И еще: «На соломе русский человек родится, на ней и помирает. Умрет он — солому, на которой лежал, выносят за ворота и сожигают».

«Да, прав писатель. Вся история нашего народа — народа земледельческого, — думал Павел Пантелеймонович, — воспитанного в мирных занятиях, в кротких нравах и в борьбе с суровой природой, показана им верно и мудро. Нелегко, с кровавым потом доставался хлеб и нашим степным труженикам — кубанцам. На заре своей многострадальной истории вынуждены были они и землю-кормилицу пахать, и на ружьишко не забывали поглядывать — всякую минуту посягательства недругов ожидали. И редко, совсем редко баловала погода нашего пахаря-воина, защитника рубежей юга России. Что с того, что осень порою хвасталась, обещая: «Я поля уряжу». Весна частенько подводила, была несговорчивой: «А я еще погляжу!» Лето же злое губило ниву суховеями. Истинным благом всегда для полей был снег. Потому что он для ростков — шуба теплая, засыпают они под ним, согретые, и не страшны тут никакие холода. Майский дождик же, сладкий и милый, — подлинное благо, и крестьянин произносит, восчувствуя: «Подай дождя на наш ячмень, на барский хмель, на бабину рожь, на дядину пшеницу, на девкин лен — поливай ведром!» Будет, знает крестьянин, и хлеб и прядиво будет. Неспроста поется в нехитрой песенке про этот случай:

Посей, млада, ленку,

При дорожке, при току.

Ты расти, расти, ленок,

Тонок, долог и высок…

Шел да шел Павел Пантелеймонович по старой, выбитой, но чистой от недавних дождей улице.

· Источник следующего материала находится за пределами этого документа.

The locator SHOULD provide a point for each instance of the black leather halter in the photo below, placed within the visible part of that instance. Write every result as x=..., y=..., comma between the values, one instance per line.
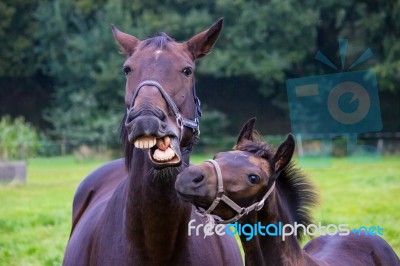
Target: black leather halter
x=180, y=120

Мощенный кирпичом-железняком тротуар неказист, того и гляди споткнешься, а Павел Пантелеймонович идет и все вычитывает да вычитывает новые и новые яркие кусочки: «Все хорошее и высокое в человеке приобретается трудом; труд ведет вперед и людей, и народы… Истинный труд только там, где человек добывает хлеб в поте лица… а не там, где стараются обогатиться внезапно и без труда. Да и спасибо русской зиме и стуже: они по пословице — подживляют ноги».

И кто же на всей Руси не знает про самый ценный и дорогой хлебный злак — пшеницу?! Озпмая и яровая самых разных пород: простая, русская, гирка (голая и красная), арнаутка, белотурка, кубанка, усатка, одесская и прочие. Особенный это злак. «Великий прихотник и капризник», растет оп только в том краю, где тепло длится не менее четырех месяцев в году. Неспроста на вопросы: «Еще кто друзья хлебам?» — отвечают крестьяне; «Известное дело — солнышко красное всему голова. Без него смерть настоящая. Пусть почаще солнышко на наши поля заглядывает: любим мы это».

Осень пролетела. Зима прошла благополучно для хлебов и весна. Вот и лето.

«Хорошее ноне лето послано, сухое, умное: вовремя дождем попрыскивало, вовремя солнышком присушало», — удовлетворенно рассуждает хлебороб.

И приходит наконец осень — венец всего дела, итог. Богатый случится урожай — всенародная радость и праздник. Пшеница скошена. Жнецы идут вечерять, а впереди них — красавица крестьянка. Голова украшена васильками, как и последний сноп с нивы — дожинок. Раскрасавица жница рвала последние колосья, разделяла их на две части и клала крестом на землю. Вязали жнецы преогромный сноп и сажали на него свою избранницу. Тут же плели из колосьев и васильков венки, снимали девицу со снопа, наряжали ее венками и шли всем дружным гуртом, единой семьею за ней. Она же несла в руках связанную ею фигуру в форме креста из хлебных колосьев. Так наивно, поэтично и весело праздновали конец жатвы русские пахари.